Alert March 18, 2010

Recent Settlements In 401(k) Fees Cases

Since we last reported on the status of the 401(k) excessive fee class actions in the June 25, 2009 ERISA Litigation Update, there have been two significant settlements – one in a participant-filed suit and one in a suit filed by a plan fiduciary on behalf of the fiduciaries of all plans serviced by the same provider. 

In Martin, et al. v. Caterpillar Inc., et al., Case No. 07-1009 (C.D. Ill.), the parties filed on November 20, 2009 a motion for preliminary approval of a settlement of claims regarding the administration of four 401(k) plans sponsored by Caterpillar.  The plaintiffs in their complaint alleged that the plans’ fiduciaries breached duties owed under ERISA by allowing the plans to pay excessive investment management and other fees, by maintaining excessive cash in the plans’ company stock investment fund and by offering a preferred group of plan investment options that were advised by a wholly owned Caterpillar subsidiary. 

Under the terms of the settlement, which are subject to court approval as well as approval by an independent fiduciary, Caterpillar will pay $16.5 million, the net proceeds of which (after the payment of attorneys’ fees and costs and any administrative expenses) will be allocated to participant accounts and former participants based upon the number of years a participant maintained an account balance in one of the subject plans.  In addition to this monetary payment, the Caterpillar defendants agreed that for a two-year period following the settlement, the company will increase and enhance communication with employees about the plans’ investment options and associated fees, including by separately disclosing investment management and administrative fees.  Evercore Trust Company will also serve as an independent monitor for the plans.  The defendants also agreed to limit the cash holdings in the company stock fund and to engage in requests for proposal when service contracts come up for renewal.  Caterpillar agreed that it will not include retail mutual funds as core investment options in the plans for the duration of the settlement period.  While the agreement allows for mutual fund investments through a brokerage window, this particular concession by the Caterpillar defendants is of note given that the plaintiffs’ bar has increasingly focused its attack in this wave of fees-related cases on the use of retail mutual funds in large 401(k) plans.  A preliminary approval hearing for the Caterpillar settlement has been set for April 21, 2010, with the final approval hearing expected to take place on August 12, 2010.
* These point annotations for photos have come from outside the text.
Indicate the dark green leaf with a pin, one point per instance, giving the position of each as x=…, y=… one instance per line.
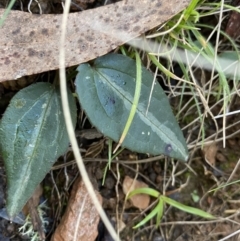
x=105, y=91
x=32, y=136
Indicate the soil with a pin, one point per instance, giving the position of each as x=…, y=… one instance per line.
x=188, y=184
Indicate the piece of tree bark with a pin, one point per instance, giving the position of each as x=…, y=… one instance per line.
x=29, y=44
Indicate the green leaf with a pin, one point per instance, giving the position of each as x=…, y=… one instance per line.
x=106, y=90
x=144, y=190
x=187, y=209
x=32, y=136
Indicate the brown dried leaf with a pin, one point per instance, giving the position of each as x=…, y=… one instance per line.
x=210, y=152
x=140, y=201
x=87, y=228
x=29, y=43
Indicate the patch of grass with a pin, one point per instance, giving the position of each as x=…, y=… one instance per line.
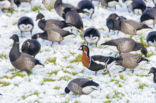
x=142, y=75
x=121, y=77
x=142, y=86
x=48, y=80
x=142, y=42
x=57, y=88
x=76, y=101
x=65, y=78
x=51, y=60
x=3, y=56
x=74, y=73
x=102, y=29
x=53, y=72
x=72, y=53
x=18, y=74
x=69, y=66
x=15, y=23
x=118, y=94
x=4, y=84
x=109, y=101
x=77, y=59
x=36, y=8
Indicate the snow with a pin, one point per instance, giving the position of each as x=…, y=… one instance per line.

In February 2010, a settlement was also announced in Phones Plus, Inc. v. Hartford Life Insurance Co. et al., Case No. 06-1835 (D. Conn.).  The Phones Plus case is one of a handful of suits filed not by a plan participant but rather by a plan fiduciary purporting to represent a class of fiduciaries of all plans serviced by the same provider – here, Hartford Life Insurance Company (“The Hartford”).  The Phones Plus complaint, filed on November 14, 2006, alleged that The Hartford breached ERISA fiduciary duties owed to plans for which it acted as recordkeeper by entering into revenue sharing agreements with mutual fund companies that offered investment options on The Hartford’s platform.  Under these agreements, The Hartford was compensated for its recordkeeping services through revenue sharing payments in addition to the service fees negotiated in its contracts with client plans.  The plaintiff characterized these revenue sharing arrangements as undisclosed “kickbacks” bearing no relationship to any services performed by The Hartford.  The plaintiff further alleged that The Hartford’s ability to delete or substitute mutual funds on its platform rendered it a fiduciary within the meaning of ERISA.  At the time the settlement was reached, motions for summary judgment and class certification were pending.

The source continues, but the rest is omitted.